Why do tobacco companies try so hard to get customers hooked as teens?
Answer: Nicotine is powerfully addictive, and those who start paving the neural pathways when young may find it very hard to stop using it. As a result, tobacco companies may have lifelong customers. Moreover, evidence suggests that if cigarette manufacturers haven’t hooked customers by early adulthood, they most likely won’t.
Studies have found that people who begin drinking in their early teens are much more likely to develop alcohol use disorder than those who begin at age 21 or after. What possible explanations might there be for this correlation?
Answer: Possible explanations include (a) biological factors (a person could have a biological predisposition to both early use and later abuse, or alcohol use could modify a person’s neural pathways); (b) psychological factors (early use could establish taste preferences for alcohol); and (c) social-cultural factors (early use could influence enduring habits, attitudes, activities, or peer relationships that could foster alcohol use disorder).
What is the value of finding flow in our work?
Answer: We become more likely to view our work as fulfilling and socially useful, and we experience higher self-esteem, competence, and overall well-being.
A human resources director explains to you that “I don’t bother with tests or references. It’s all about the interview.” Based on I/O psychology research, what concerns does this raise?
Answer: (1) Interviewers may presume people are what they seem to be in interviews. (2) Interviewers’ preconceptions and moods color how they perceive interviewees’ responses. (3) Interviewers judge people relative to other recent interviewees. (4) Interviewers tend to track the successful careers of those they hire, not the successful careers of those they reject. (5) Interviews tend to disclose prospective workers’ good intentions, not their habitual behaviors.
What are the two basic types of leadership, and how do the most effective managers employ these leadership strategies?
Answer: Task leadership is goal-oriented. Managers using this style set standards, organize work, and focus attention on goals. Social leadership is group-oriented. Managers using this style build teamwork, mediate conflict, and offer support. Research indicates that effective managers exhibit both task and social leadership, depending on the situation and the person.
What characteristics are important for transformational leaders?
Answer: Transformational leaders are able to inspire others to share a vision and commit themselves to a group’s mission. They tend to be naturally extraverted and set high standards.
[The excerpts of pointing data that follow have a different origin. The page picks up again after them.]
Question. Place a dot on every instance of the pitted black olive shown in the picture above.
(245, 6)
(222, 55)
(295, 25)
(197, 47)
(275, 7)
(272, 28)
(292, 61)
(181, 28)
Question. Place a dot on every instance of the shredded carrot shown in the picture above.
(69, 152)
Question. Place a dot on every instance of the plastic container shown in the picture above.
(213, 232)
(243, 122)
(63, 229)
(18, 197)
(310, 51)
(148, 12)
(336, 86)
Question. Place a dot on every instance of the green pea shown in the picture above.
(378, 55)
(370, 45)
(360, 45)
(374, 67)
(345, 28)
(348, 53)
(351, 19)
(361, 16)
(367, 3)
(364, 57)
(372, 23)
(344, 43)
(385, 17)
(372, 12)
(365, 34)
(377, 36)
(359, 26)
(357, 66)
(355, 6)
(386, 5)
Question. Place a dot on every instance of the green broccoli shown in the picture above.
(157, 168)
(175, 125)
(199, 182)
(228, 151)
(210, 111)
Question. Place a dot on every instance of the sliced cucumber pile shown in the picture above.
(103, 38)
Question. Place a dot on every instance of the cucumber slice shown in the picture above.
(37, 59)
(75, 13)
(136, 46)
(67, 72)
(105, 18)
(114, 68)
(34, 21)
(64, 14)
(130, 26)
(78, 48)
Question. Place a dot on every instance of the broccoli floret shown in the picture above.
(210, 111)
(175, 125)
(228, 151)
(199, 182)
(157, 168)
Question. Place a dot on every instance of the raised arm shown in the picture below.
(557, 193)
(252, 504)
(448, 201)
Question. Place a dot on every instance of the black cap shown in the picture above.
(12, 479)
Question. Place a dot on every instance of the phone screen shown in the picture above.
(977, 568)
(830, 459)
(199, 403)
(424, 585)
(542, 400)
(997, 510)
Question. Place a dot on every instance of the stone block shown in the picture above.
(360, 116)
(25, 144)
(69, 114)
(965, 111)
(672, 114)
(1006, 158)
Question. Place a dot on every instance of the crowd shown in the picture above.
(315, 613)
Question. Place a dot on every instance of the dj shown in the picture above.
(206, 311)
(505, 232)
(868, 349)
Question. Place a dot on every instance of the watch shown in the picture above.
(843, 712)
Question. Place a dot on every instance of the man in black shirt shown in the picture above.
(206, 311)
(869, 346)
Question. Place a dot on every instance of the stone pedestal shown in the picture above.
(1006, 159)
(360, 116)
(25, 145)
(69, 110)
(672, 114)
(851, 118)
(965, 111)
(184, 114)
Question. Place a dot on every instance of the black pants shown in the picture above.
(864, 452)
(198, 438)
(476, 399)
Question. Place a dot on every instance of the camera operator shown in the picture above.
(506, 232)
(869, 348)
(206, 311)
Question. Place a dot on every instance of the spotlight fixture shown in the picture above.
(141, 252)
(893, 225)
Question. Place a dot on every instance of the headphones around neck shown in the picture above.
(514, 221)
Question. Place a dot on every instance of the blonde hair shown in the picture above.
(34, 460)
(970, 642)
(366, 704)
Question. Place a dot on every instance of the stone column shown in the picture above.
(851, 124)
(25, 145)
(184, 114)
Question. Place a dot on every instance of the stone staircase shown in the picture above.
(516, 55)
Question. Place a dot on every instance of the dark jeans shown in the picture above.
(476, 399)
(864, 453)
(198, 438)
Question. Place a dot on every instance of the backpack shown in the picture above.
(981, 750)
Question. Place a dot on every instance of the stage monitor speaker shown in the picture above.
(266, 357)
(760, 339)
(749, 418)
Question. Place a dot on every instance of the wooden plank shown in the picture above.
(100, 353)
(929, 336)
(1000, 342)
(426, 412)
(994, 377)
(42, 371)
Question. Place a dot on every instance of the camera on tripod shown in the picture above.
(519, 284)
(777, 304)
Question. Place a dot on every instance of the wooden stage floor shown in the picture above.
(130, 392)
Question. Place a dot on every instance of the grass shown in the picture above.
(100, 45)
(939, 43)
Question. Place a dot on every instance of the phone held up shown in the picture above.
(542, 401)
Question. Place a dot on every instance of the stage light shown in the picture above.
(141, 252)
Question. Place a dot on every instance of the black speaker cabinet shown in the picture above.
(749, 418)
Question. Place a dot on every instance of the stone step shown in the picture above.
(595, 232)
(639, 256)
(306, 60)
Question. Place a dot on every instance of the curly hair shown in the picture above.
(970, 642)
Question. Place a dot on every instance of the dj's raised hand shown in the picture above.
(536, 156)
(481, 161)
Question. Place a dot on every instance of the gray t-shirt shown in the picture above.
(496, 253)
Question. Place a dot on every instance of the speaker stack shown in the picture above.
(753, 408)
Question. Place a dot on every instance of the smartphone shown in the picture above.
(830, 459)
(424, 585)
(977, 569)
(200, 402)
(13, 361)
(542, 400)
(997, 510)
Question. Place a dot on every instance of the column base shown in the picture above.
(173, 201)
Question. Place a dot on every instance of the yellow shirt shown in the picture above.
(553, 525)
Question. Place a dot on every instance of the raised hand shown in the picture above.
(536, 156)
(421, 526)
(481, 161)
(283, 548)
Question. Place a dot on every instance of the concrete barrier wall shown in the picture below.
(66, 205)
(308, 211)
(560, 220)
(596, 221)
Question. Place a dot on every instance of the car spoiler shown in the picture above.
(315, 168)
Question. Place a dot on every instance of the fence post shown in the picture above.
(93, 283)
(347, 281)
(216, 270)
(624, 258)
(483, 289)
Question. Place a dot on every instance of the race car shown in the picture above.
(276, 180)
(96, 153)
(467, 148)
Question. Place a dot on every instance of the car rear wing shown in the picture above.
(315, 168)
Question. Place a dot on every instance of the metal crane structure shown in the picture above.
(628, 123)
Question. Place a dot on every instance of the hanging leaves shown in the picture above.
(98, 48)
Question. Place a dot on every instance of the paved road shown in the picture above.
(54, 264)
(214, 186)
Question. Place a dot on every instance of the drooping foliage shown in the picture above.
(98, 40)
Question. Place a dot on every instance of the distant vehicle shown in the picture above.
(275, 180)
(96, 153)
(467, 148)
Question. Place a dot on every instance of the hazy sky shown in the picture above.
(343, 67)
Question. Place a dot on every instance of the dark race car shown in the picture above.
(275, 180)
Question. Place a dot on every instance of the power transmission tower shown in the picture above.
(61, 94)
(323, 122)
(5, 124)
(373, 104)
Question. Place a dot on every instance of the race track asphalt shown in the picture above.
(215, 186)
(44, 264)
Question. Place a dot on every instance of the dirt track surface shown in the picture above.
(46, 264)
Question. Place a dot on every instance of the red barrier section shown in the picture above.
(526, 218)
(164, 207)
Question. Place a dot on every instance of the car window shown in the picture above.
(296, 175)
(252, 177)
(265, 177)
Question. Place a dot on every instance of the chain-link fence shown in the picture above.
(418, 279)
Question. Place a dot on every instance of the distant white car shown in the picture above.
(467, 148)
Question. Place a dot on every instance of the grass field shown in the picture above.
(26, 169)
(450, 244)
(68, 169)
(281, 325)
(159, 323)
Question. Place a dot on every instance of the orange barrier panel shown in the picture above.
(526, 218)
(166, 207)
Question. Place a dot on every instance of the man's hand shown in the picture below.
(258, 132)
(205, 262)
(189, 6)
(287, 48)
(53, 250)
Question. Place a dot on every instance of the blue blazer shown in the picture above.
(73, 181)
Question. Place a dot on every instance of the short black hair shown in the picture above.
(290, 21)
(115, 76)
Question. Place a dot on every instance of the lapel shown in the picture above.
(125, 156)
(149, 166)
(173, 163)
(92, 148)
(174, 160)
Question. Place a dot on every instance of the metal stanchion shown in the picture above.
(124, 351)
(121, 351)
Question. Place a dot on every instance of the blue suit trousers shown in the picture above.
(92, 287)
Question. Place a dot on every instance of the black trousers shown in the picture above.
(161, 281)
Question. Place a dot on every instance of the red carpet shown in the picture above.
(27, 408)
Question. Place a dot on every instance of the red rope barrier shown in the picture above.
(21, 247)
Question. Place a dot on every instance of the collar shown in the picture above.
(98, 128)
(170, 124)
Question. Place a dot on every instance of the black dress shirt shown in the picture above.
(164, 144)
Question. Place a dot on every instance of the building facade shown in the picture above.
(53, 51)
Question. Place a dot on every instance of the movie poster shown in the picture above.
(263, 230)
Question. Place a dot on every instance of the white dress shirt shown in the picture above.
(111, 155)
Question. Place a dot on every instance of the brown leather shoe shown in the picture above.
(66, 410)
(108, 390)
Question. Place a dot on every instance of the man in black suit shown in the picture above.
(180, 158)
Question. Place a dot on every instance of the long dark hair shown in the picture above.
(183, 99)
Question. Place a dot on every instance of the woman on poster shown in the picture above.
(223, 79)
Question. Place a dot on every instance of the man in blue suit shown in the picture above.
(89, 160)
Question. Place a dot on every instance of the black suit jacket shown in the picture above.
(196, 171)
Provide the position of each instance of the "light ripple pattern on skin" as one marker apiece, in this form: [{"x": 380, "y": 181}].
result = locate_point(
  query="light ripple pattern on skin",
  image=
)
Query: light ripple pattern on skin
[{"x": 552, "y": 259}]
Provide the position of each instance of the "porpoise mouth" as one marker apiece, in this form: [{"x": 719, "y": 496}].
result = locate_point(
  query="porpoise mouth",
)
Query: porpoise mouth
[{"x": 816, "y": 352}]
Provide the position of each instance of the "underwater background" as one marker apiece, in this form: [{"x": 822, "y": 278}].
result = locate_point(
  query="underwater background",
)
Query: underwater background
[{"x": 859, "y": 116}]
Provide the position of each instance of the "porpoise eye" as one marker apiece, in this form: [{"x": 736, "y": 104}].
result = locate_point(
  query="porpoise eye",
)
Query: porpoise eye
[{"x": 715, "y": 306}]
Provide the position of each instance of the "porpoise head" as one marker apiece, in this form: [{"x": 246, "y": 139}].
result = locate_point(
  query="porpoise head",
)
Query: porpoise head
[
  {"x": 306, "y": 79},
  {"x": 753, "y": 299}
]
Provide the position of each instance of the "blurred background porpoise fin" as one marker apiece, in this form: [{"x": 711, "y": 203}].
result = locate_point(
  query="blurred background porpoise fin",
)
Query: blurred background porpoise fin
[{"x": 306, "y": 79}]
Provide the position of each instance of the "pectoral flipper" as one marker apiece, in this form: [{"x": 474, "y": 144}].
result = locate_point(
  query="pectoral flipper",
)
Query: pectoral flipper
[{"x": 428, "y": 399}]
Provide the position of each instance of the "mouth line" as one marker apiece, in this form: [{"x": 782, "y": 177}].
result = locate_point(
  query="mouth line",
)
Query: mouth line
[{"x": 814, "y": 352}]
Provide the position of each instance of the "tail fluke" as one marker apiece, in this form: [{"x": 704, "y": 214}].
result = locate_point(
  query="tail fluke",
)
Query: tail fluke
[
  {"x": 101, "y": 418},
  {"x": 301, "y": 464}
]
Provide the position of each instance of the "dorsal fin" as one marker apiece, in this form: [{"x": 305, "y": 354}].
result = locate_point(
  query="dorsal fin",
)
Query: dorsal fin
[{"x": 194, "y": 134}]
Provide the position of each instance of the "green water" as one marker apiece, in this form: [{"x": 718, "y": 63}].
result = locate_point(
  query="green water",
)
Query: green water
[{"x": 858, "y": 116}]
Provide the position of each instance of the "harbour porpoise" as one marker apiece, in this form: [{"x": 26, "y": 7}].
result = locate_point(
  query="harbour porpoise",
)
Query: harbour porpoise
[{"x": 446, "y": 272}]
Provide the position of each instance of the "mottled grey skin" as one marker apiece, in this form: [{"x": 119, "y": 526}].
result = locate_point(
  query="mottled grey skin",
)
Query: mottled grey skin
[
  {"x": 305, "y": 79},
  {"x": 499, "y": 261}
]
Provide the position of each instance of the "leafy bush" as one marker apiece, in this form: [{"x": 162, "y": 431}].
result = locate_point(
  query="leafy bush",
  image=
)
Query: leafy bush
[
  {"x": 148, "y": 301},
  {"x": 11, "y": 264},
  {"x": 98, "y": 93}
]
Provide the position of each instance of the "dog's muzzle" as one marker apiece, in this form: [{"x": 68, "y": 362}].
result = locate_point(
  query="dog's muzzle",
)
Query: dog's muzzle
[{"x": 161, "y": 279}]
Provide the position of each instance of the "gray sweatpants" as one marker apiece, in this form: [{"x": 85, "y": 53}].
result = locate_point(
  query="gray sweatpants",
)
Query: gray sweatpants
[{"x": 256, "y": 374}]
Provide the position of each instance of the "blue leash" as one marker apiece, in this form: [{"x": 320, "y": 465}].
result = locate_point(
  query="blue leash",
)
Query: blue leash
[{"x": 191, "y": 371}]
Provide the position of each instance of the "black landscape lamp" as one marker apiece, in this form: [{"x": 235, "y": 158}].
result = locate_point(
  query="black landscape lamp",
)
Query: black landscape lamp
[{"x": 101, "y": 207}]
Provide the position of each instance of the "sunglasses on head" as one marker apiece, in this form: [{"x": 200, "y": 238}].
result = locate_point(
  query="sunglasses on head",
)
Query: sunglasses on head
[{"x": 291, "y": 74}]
What is the curse of knowledge, and what does it have to do with the work of human factors psychologists?
Answer: To develop safer machines and work environments, human factors psychologists stay mindful of the curse of knowledge—the tendency for experts to mistakenly assume that others share their knowledge.
If your dog barks at a stranger at the door, does this qualify as language? What if the dog yips in a telltale way to let you know she needs to go out?
Answer: These are definitely communications. But if language consists of words and the grammatical rules we use to combine them to communicate meaning, few scientists would label a dog’s barking and yipping as language.